Sunday 11 July 2021

The Syllabus of Errors: A Heresy Litmus Test for Catholics in the new Dark Age


 
The words "heresy" and "heretic" are thrown around quite a lot these days. We need to think carefully. Salvation is not based on what this or that person believes or says. Even if it be the Pope. No, my salvation and yours is based on believing AND acting in accordance with the Catholic Faith. 

Heresy is the unseemly art of "picking and choosing" what dogmas and doctrines I (or you, dear friend) might wish to hold, rather than the entirety of the Catholic Faith without any dilution. St. Augustine wrote that to reject one point of doctrine meant the rejection of all doctrine. 

Am I an heretic? Are you an heretic? 
 
Do we pick and choose our favourite heresy that has the "icky" factor, is popular with our particular fan base, and "ham" it up, whilst glossing over our own heresies, pet ideologies?

The Catholic Faith is not for the faint hearted. Included in the Catholic Faith are the following propositions by Blessed Pius IX which cannot be rejected by Catholics without being at minimum suspect of propositio theologice erronea.

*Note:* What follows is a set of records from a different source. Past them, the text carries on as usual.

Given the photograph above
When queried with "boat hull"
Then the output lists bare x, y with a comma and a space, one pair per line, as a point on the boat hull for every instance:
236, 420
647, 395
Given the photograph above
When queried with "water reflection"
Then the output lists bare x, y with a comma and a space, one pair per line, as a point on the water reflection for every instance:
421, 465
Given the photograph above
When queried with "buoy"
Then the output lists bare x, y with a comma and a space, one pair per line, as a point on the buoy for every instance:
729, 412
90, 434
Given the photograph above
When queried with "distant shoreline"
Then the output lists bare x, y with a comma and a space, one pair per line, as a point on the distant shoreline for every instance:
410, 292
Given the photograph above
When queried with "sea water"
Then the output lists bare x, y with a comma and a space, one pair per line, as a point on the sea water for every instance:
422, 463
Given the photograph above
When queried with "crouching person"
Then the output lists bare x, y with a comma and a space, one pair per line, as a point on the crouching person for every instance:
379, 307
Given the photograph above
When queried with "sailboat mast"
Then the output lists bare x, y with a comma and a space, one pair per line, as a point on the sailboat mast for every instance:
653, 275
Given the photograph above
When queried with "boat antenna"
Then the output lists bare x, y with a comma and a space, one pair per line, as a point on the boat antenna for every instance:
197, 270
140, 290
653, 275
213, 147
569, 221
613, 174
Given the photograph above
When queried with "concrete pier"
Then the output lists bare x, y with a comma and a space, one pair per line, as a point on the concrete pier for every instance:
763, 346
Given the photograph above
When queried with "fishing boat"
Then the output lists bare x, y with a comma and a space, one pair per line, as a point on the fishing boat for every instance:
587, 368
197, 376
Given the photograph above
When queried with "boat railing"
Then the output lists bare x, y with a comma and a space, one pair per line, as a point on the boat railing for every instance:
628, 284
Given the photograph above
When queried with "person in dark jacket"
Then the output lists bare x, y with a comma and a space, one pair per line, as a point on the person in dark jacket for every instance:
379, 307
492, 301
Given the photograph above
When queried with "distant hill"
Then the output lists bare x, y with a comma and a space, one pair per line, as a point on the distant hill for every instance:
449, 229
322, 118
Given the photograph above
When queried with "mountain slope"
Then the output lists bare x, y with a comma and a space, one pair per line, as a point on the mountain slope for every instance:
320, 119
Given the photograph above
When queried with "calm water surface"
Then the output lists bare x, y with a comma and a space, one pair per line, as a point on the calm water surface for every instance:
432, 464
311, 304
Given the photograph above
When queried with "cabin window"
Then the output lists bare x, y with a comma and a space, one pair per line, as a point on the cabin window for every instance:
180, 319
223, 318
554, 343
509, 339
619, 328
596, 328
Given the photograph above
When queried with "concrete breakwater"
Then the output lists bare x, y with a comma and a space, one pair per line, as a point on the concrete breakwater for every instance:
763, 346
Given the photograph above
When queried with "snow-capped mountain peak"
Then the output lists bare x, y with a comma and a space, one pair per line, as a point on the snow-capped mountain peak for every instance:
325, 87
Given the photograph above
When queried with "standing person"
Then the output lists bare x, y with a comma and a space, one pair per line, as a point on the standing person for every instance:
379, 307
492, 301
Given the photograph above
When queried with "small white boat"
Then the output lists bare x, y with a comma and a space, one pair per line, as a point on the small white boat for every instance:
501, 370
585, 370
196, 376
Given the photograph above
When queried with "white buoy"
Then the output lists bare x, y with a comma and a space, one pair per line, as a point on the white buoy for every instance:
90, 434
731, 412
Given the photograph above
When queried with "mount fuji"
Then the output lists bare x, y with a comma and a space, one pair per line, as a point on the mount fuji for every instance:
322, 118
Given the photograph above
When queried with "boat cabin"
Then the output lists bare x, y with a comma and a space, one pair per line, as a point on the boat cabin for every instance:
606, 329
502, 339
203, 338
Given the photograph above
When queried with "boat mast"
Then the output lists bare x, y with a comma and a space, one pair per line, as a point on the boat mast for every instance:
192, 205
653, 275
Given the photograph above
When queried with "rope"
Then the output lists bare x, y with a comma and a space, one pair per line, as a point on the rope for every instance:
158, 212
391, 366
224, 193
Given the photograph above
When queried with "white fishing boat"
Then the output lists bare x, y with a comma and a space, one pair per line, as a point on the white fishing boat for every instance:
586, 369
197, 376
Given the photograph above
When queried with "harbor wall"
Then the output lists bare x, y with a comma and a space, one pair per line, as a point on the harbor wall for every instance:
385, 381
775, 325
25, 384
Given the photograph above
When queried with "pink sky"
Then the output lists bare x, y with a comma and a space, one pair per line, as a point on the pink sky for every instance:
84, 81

There are those who think that The Syllabus of Errors belonged to another less enlightened age, that now, we have progressed into a new age of "liberty". Modern man, of course recoils in revulsion that the Church dared pronounce against liberalism, against the concept of the modern, pagan (in truth gnostic) State that separates the Christian from the Citizen. Over 200 years of liberalism have brought the once Christian Nations to the verge of collapse. The Catholic Church, guided by the Holy Spirit, foresaw the disastrous consequences of the modern pagan State's attempt to dethrone Our Lord Jesus Christ. Thus it was that through Pius IX the Church pronounced authoritatively on various modern errors.

Have we been seduced, and ourselves are imbibing this poison? 

So, let us test ourselves and discover if we are faithful Catholics.

 

15. Every man is free to embrace and profess that religion which, guided by the light of reason, he shall consider true. — Allocution “Maxima quidem,” June 9, 1862; Damnatio “Multiplices inter,” June 10, 1851.

55. The Church ought to be separated from the State, and the State from the Church. — Allocution “Acerbissimum,” Sept. 27, 1852.

77. In the present day it is no longer expedient that the Catholic religion should be held as the only religion of the State, to the exclusion of all other forms of worship. — Allocution “Nemo vestrum,” July 26, 1855.

78. Hence it has been wisely decided by law, in some Catholic countries, that persons coming to reside therein shall enjoy the public exercise of their own peculiar worship. — Allocution “Acerbissimum,” Sept. 27, 1852.

79. Moreover, it is false that the civil liberty of every form of worship, and the full power, given to all, of overtly and publicly manifesting any opinions whatsoever and thoughts, conduce more easily to corrupt the morals and minds of the people, and to propagate the pest of indifferentism. — Allocution “Nunquam fore,” Dec. 15, 1856.